Image registration of 2D optical thin sections in a 3D porous medium: Application to a Berea sandstone digital rock image
Jaehong Chung, Wei Cai, Tapan Mukerji
TL;DR
The paper addresses the challenge of aligning a 2D thin-section image within a 3D CT volume to enable accurate multimodal analyses in digital rock physics.
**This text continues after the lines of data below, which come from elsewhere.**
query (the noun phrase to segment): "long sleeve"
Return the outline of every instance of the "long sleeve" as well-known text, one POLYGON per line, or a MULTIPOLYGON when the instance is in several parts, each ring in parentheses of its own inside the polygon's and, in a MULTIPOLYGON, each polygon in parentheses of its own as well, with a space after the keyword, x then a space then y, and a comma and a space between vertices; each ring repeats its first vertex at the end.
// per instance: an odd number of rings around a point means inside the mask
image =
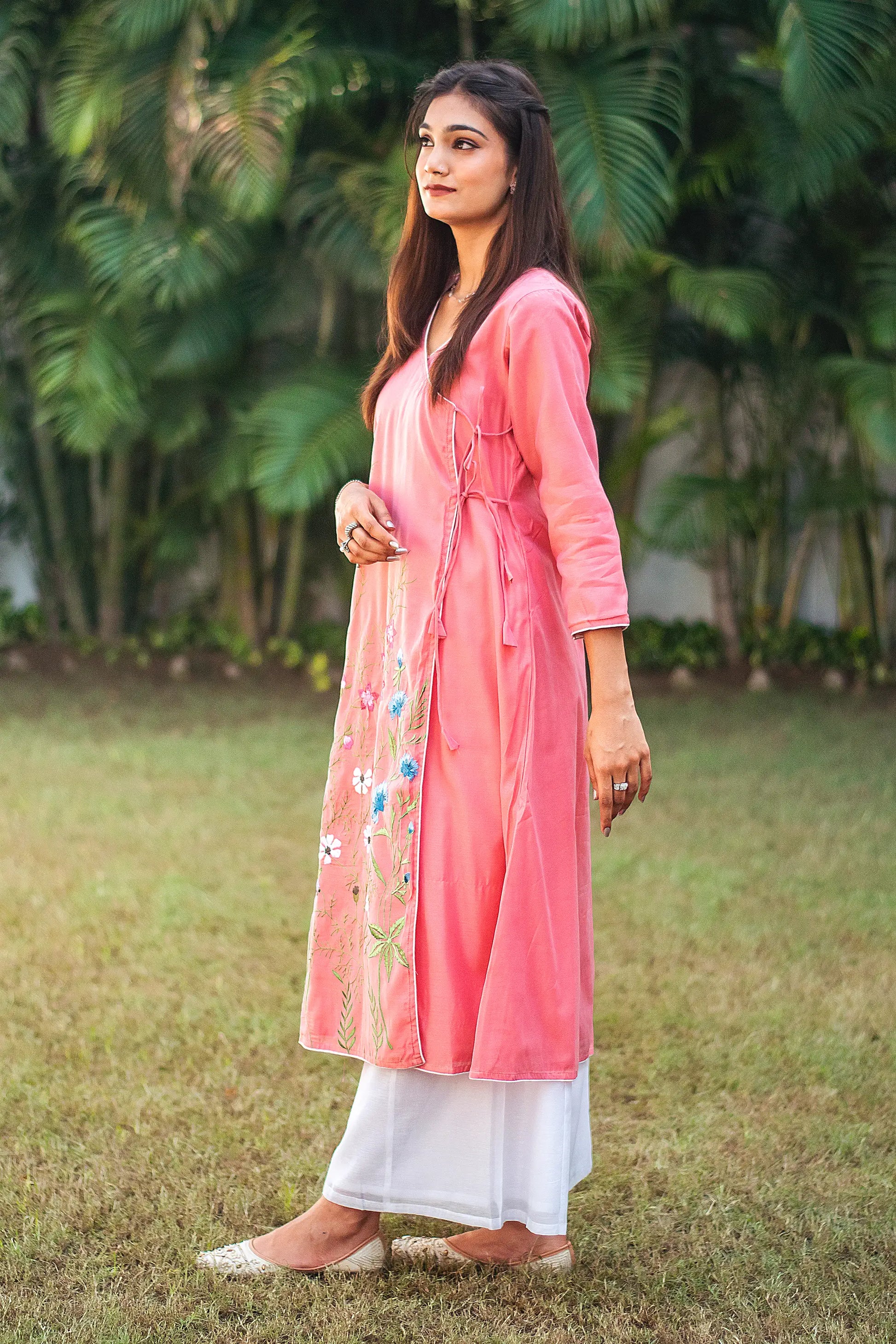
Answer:
POLYGON ((535 290, 510 309, 510 423, 539 491, 574 636, 629 624, 619 534, 588 413, 588 348, 587 316, 570 290, 535 290))

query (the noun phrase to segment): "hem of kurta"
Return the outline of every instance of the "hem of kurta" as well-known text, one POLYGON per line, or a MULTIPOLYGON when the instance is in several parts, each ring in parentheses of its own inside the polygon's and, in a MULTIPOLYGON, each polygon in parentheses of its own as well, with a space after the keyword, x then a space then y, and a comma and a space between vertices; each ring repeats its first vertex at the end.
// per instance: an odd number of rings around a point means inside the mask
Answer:
POLYGON ((571 1083, 575 1082, 579 1068, 586 1059, 591 1059, 594 1055, 594 1050, 590 1050, 587 1055, 583 1055, 579 1063, 572 1066, 572 1073, 563 1068, 548 1068, 540 1074, 525 1074, 524 1077, 520 1077, 517 1073, 473 1073, 469 1063, 459 1064, 457 1068, 451 1068, 450 1071, 445 1071, 443 1068, 427 1068, 423 1058, 414 1060, 410 1064, 404 1063, 404 1060, 398 1064, 392 1062, 386 1063, 383 1059, 367 1059, 365 1055, 353 1055, 348 1050, 343 1050, 341 1046, 333 1044, 332 1042, 328 1044, 312 1044, 312 1042, 322 1042, 322 1039, 324 1038, 321 1036, 309 1036, 306 1040, 302 1040, 300 1036, 298 1043, 302 1050, 313 1050, 317 1055, 339 1055, 340 1059, 357 1059, 361 1064, 375 1064, 377 1068, 416 1068, 422 1074, 435 1074, 438 1078, 457 1078, 458 1074, 469 1074, 474 1082, 484 1083, 571 1083))
MULTIPOLYGON (((590 1176, 594 1165, 588 1167, 580 1176, 571 1177, 570 1189, 574 1189, 586 1176, 590 1176)), ((364 1214, 407 1214, 415 1218, 438 1218, 446 1223, 462 1223, 465 1227, 486 1227, 490 1232, 500 1231, 505 1223, 524 1223, 529 1232, 536 1236, 563 1236, 566 1235, 566 1222, 560 1227, 557 1223, 539 1223, 529 1218, 524 1208, 506 1208, 504 1218, 476 1218, 473 1214, 458 1212, 457 1210, 442 1208, 437 1204, 416 1204, 399 1199, 359 1199, 355 1195, 343 1195, 332 1185, 324 1184, 324 1199, 341 1208, 357 1208, 364 1214)))

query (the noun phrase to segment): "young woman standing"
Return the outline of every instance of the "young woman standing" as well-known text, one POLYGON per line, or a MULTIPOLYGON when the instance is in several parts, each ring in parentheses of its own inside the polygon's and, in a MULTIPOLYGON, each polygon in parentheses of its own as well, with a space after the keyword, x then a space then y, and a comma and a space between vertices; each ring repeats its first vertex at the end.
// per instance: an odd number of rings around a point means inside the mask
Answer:
POLYGON ((200 1255, 231 1274, 379 1269, 380 1212, 473 1228, 403 1262, 568 1269, 591 1169, 588 786, 604 836, 650 786, 591 320, 531 78, 443 70, 408 134, 301 1023, 364 1067, 322 1198, 200 1255))

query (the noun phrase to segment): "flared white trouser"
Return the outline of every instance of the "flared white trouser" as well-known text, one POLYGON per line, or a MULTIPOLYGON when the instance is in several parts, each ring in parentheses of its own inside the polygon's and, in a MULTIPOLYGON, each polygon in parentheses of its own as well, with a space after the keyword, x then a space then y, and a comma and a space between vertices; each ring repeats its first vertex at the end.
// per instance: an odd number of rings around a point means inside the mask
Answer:
POLYGON ((324 1183, 334 1204, 473 1227, 567 1230, 591 1171, 588 1062, 572 1082, 492 1082, 364 1064, 324 1183))

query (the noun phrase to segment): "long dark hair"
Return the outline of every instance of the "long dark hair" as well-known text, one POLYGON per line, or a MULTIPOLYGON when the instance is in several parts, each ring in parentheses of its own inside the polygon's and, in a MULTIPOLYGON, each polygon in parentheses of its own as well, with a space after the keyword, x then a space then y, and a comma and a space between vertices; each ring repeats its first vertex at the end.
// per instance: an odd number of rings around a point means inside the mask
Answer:
MULTIPOLYGON (((489 245, 482 282, 461 309, 450 341, 433 363, 433 401, 439 394, 447 395, 470 340, 508 285, 525 270, 544 266, 583 298, 548 109, 537 85, 509 60, 459 60, 439 70, 419 85, 414 95, 404 129, 406 161, 411 145, 418 144, 427 108, 434 98, 447 93, 463 93, 480 105, 505 141, 517 173, 506 218, 489 245)), ((386 292, 386 348, 361 394, 368 429, 383 384, 418 348, 430 313, 457 270, 454 234, 447 224, 426 214, 411 173, 407 215, 386 292)), ((591 336, 594 340, 594 331, 591 336)))

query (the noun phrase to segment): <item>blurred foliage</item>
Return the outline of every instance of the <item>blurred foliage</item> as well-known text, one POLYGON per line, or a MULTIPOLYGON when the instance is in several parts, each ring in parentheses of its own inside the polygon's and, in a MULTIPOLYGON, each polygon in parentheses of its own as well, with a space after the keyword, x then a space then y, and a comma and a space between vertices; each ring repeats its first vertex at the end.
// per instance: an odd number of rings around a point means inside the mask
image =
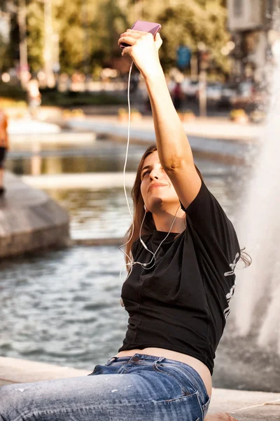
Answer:
MULTIPOLYGON (((0 70, 10 65, 8 58, 15 58, 18 51, 18 28, 15 27, 18 1, 0 0, 0 10, 8 9, 13 23, 10 44, 0 47, 0 70)), ((170 4, 170 0, 52 0, 52 32, 59 35, 61 72, 92 74, 97 68, 110 67, 113 58, 120 56, 119 34, 141 19, 162 26, 160 54, 164 69, 176 65, 178 45, 187 45, 195 53, 202 41, 215 66, 227 74, 228 60, 220 53, 230 39, 225 0, 173 0, 170 4)), ((44 5, 38 0, 26 0, 26 5, 29 64, 31 72, 37 72, 43 67, 44 5)))
POLYGON ((126 104, 127 100, 118 98, 115 93, 89 92, 59 92, 56 89, 42 89, 42 105, 75 107, 77 105, 118 105, 126 104))

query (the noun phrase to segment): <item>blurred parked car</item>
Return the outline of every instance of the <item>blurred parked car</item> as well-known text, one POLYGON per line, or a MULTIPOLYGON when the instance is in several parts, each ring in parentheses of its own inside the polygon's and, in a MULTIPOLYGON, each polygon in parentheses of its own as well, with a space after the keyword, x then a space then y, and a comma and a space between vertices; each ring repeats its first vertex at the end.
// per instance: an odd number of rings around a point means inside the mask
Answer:
POLYGON ((237 93, 237 83, 225 83, 223 85, 218 105, 220 107, 230 107, 232 105, 232 100, 237 93))
POLYGON ((238 84, 237 93, 232 97, 231 104, 234 108, 243 108, 250 113, 262 108, 265 102, 265 93, 258 90, 253 82, 244 81, 238 84))
POLYGON ((216 102, 220 100, 222 86, 222 83, 220 82, 207 83, 206 94, 208 102, 216 102))

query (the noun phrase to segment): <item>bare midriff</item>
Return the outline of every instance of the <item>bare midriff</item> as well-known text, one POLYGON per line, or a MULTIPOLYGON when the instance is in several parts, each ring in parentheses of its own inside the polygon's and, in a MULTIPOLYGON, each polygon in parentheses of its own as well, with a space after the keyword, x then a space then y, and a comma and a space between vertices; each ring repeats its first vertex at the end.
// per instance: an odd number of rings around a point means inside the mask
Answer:
POLYGON ((144 348, 144 349, 129 349, 128 351, 121 351, 115 356, 132 356, 134 354, 144 354, 146 355, 153 355, 154 356, 164 356, 169 359, 185 363, 194 368, 202 377, 206 389, 209 396, 212 394, 212 377, 208 367, 197 358, 186 355, 181 352, 164 349, 163 348, 144 348))

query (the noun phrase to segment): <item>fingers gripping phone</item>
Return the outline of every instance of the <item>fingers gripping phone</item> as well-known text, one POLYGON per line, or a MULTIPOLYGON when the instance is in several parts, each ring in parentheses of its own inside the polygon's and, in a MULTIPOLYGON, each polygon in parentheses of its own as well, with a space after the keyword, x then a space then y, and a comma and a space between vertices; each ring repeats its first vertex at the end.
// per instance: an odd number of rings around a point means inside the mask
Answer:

It introduces a four-step registration workflow that rotates the 3D volume and uses template matching with normalized cross-correlation, optimized by differential evolution to minimize $f(\alpha,\beta,\gamma,s) = - \max_{u,v} \text{NCC}(u,v \mid I_s, T)$. Validation on synthetic data shows angle errors below $0.001^\circ$ and a near-unique alignment with a peak correlation near 1, and application to Berea sandstone yields a structural similarity index (SSIM) of $0.990$. The paired analyses reveal porosity increases by about 50% in the thin section (0.232 vs 0.154) and mean pore size decreases (7.52 vs 18.80 $\mu$m), while bulk and shear moduli are reduced by $25\%$ and $30\%$, illustrating how multimodal registration can correct CT biases and support data-driven upscaling and super-resolution in digital rock physics.
Abstract
This study proposes a systematic image registration approach to align 2D optical thin-section images within a 3D digital rock volume. Using template image matching with differential evolution optimization, we identify the most similar 2D plane in 3D. The method is validated on a synthetic porous medium, achieving exact registration, and applied to Berea sandstone, where it achieves a structural similarity index (SSIM) of 0.990. With the registered images, we explore upscaling properties based on paired multimodal images, focusing on pore characteristics and effective elastic moduli. The thin-section image reveals 50 % more porosity and submicron pores than the registered CT plane. In addition, bulk and shear moduli from thin sections are 25 % and 30 % lower, respectively, than those derived from CT images. Beyond numerical comparisons, thin sections provide additional geological insights, including cementation, mineral phases, and weathering effects, which are not clear in CT images. This study demonstrates the potential of multimodal image registration to improve computed rock properties in digital rock physics by integrating complementary imaging modalities.